I see another lighthouse, and it is beautiful. If it is real, then it has to be attached to land of some kind! And if it is land, perhaps I can begin chart out from here my course of longevity. Do I dare say my other secret wish out loud? That somehow despite all of the reality checks given to me by doctors that I could steadily advocate for myself- surgery by surgery- towards some sort of cure?

Shit. I shouldn’t have written that. I have angered karma again and I’m sure to regret that later. I’m like Charlie Brown, staring at that lighthouse with hope when I should know by now that it’s just another football, another mirage. I should know that what I am hoping for is going to be pulled out from under me or appear farther away the second that I get close to it. But it’s human nature to want to pull the wool over our own eyes- to grasp on to hope.

So I reach out, despite knowing that this next existential slap is going to sting me especially hard.

In the meantime? I have found a way to be more or less happy with this new normal.

It’s finally starting to sting a bit less when I hear others talk about a future life that I have been deleted from. I have conjured in my imagination a picture of my husband as senior citizen and it seems so real! I can see the hearing aid in his ear and hear his voice yelling at the kids to get off of his lawn. I realize that by the time that occurs I will have already been gone for decades. But those realities, surreal as they are- are now slowly beginning to normalize in my brain as well.

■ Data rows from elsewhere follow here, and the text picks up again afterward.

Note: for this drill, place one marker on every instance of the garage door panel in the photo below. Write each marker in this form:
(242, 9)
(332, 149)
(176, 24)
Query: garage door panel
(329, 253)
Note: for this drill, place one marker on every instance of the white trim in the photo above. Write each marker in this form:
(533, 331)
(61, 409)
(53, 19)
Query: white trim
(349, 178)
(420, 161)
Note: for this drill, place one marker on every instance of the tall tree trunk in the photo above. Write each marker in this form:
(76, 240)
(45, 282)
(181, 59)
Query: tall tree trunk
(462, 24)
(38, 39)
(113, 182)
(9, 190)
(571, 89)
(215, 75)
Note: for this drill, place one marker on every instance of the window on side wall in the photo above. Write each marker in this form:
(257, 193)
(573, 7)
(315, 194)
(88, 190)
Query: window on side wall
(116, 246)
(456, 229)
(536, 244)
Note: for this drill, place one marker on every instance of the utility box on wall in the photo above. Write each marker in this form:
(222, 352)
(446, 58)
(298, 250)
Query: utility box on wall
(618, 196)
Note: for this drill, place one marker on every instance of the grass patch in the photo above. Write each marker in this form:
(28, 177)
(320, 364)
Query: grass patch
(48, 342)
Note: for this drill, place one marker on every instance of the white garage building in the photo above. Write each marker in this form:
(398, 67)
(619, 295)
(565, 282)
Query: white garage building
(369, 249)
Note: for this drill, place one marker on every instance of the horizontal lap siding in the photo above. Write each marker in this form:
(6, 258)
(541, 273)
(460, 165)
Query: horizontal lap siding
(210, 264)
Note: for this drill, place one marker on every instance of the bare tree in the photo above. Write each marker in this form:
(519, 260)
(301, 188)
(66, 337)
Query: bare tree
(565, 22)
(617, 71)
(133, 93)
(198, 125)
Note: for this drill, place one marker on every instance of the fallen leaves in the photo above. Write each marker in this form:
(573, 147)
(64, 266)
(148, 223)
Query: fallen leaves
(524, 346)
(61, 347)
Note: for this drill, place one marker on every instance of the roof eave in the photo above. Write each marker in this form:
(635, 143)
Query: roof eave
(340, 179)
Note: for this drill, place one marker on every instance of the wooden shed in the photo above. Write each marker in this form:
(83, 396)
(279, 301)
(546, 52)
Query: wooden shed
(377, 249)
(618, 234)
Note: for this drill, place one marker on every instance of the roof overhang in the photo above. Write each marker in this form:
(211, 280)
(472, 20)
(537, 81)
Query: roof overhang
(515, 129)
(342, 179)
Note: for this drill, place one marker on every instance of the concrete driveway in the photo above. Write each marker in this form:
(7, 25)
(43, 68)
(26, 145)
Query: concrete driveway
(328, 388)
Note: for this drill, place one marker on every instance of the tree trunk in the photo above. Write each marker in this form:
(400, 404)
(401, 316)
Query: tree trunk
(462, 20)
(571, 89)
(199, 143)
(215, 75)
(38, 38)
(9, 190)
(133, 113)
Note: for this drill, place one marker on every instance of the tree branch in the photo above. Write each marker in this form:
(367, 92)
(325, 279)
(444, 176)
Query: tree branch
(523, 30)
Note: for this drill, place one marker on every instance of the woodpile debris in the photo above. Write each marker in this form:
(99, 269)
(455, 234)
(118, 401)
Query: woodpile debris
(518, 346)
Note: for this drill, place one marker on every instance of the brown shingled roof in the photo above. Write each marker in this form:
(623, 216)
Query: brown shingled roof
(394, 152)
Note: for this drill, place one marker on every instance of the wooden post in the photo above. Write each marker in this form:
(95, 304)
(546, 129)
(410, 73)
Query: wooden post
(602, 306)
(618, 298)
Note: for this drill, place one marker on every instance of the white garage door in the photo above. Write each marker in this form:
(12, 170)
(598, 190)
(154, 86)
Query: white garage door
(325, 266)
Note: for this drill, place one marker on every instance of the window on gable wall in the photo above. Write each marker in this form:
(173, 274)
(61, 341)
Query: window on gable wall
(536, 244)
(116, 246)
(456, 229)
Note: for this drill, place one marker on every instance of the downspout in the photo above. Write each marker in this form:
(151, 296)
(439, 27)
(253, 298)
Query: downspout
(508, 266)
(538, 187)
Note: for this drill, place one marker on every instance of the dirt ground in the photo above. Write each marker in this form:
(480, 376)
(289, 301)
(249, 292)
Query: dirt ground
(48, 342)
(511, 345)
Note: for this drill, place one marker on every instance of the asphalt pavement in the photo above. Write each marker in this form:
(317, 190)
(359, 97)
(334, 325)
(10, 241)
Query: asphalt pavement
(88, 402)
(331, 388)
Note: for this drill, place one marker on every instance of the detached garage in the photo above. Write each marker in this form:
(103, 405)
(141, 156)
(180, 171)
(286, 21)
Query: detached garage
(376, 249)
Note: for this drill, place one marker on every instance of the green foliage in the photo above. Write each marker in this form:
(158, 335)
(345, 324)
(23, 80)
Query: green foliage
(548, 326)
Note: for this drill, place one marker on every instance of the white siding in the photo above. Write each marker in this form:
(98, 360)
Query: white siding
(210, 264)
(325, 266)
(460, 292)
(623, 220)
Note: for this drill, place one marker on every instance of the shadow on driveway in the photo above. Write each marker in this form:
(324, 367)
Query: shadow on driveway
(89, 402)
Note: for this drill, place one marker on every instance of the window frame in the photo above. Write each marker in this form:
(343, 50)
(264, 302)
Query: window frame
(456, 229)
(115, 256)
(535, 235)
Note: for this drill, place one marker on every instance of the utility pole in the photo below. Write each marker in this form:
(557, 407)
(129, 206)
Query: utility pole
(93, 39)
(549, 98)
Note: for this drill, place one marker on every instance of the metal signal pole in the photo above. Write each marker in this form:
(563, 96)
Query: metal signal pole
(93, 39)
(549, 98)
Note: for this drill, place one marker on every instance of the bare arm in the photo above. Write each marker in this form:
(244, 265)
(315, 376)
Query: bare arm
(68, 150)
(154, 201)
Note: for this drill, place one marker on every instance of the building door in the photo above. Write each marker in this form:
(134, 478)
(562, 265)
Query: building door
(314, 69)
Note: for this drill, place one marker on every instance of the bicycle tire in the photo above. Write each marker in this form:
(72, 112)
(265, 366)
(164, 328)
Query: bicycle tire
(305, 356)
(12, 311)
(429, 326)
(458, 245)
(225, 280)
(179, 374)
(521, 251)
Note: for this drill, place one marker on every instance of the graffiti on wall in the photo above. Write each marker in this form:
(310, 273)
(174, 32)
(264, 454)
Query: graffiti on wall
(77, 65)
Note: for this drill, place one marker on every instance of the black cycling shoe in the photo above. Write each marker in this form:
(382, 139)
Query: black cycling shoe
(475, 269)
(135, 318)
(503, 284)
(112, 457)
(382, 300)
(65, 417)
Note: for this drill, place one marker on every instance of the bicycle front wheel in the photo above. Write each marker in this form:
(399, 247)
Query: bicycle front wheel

The consolation prize of this tragic new normal is that I am now more grateful than I ever before could have imagined for the people I have in my life now. I am also more grateful than ever for the gift of time itself, and for everything that I am still able to experience, from the good morning snuggles with my kids to watching a school of dolphins frolicking and racing our catamaran in Kauai.

And I am grateful to see another lighthouse. Regardless of what uncertain future it was sent here to harbinger.